One of the most under-appreciated aspects of World War II was the genocidal actions taken the Japanese military on the local populace (e.g., The Rape Of Nanking: The Forgotten Holocaust Of World War II).

Megan Rogers of Inside Higher Ed has a story about a rare instance of a university striving to get history right by addressing this era.

A memorial rock at Sonoma State University dedicated to victims of the Japanese Imperial Military during the Pacific War anchors the university’s study of genocide with the work of local activists.
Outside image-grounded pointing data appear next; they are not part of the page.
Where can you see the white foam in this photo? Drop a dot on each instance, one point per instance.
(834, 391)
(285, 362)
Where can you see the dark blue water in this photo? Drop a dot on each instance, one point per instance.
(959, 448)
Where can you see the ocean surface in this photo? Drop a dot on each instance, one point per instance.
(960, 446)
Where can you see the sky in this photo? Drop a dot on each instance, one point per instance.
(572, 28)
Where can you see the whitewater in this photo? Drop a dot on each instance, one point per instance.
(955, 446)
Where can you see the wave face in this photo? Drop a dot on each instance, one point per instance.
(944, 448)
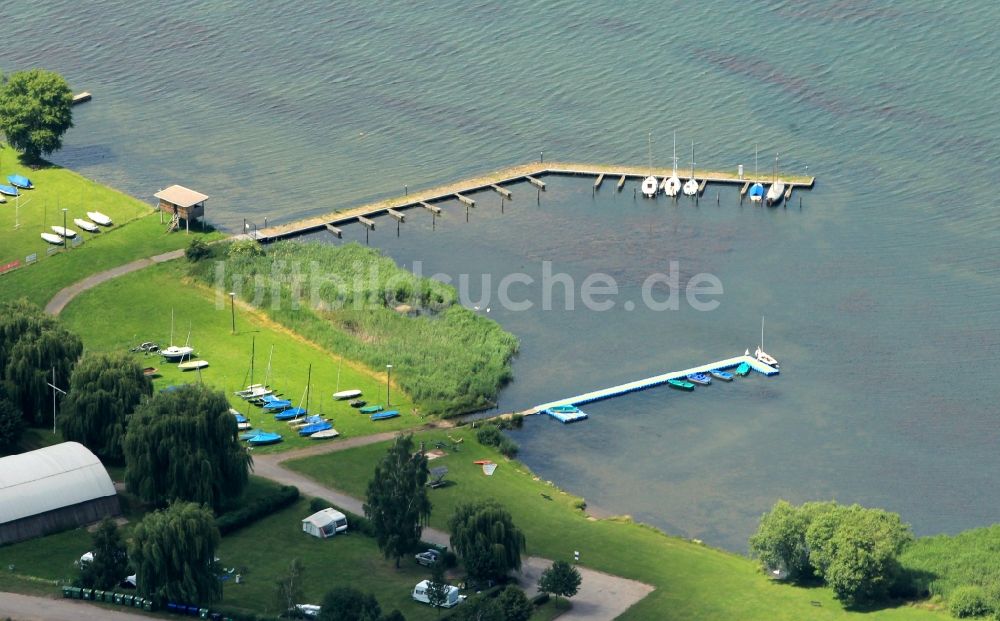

A mathematics professor at Sonoma State, Jean Bee Chan, had a brother who died of starvation and inadequate medical care during the Japanese Imperial Military invasion of China in World War II. For the past year, Chan has been working to include a memorial for the Asian holocaust in Sonoma’s Holocaust and Genocide Memorial Grove. Chan is also president of the Rape of Nanking Redress Coalition, which seeks an apology from Japan for 14 years of brutality against civilians in Asian countries from 1931 to 1945.

Twenty-six bricks in scripted with messages to victims — one reads “For my sisters who died under Japanese Imperial Military occupation at ages 2 and 3 rest in peace” — were dedicated along with the 11-foot rock bench. Chan said the rock bench is the first memorial in North America to honor Pacific War victims.

“Words cannot capture the overwhelming tragedy of genocides and wars, and of human capacity for inhumanity,” Chan said during a dedication ceremony. “This memorial rock speaks volumes to express the weight of the forgotten Asian Holocaust.”

The grove honors survivors and victims of genocides, including Native Americans and Armenians, those in Cambodia, Rwanda and Darfur, and Jews during the Holocaust. The site also features a sculpture, a brick walkway engraved with memorial messages and a sapling derived from a tree behind the annex where Anne Frank and her family hid from the Nazis.

The memorial reflects the university’s ties to academics who study genocide and to members of the community affected by genocide. Sonoma State opened the Center for the Study of the Holocaust and Genocide in 1987 because of the efforts of two professors who had survived death camps during the Holocaust, as well as other community members.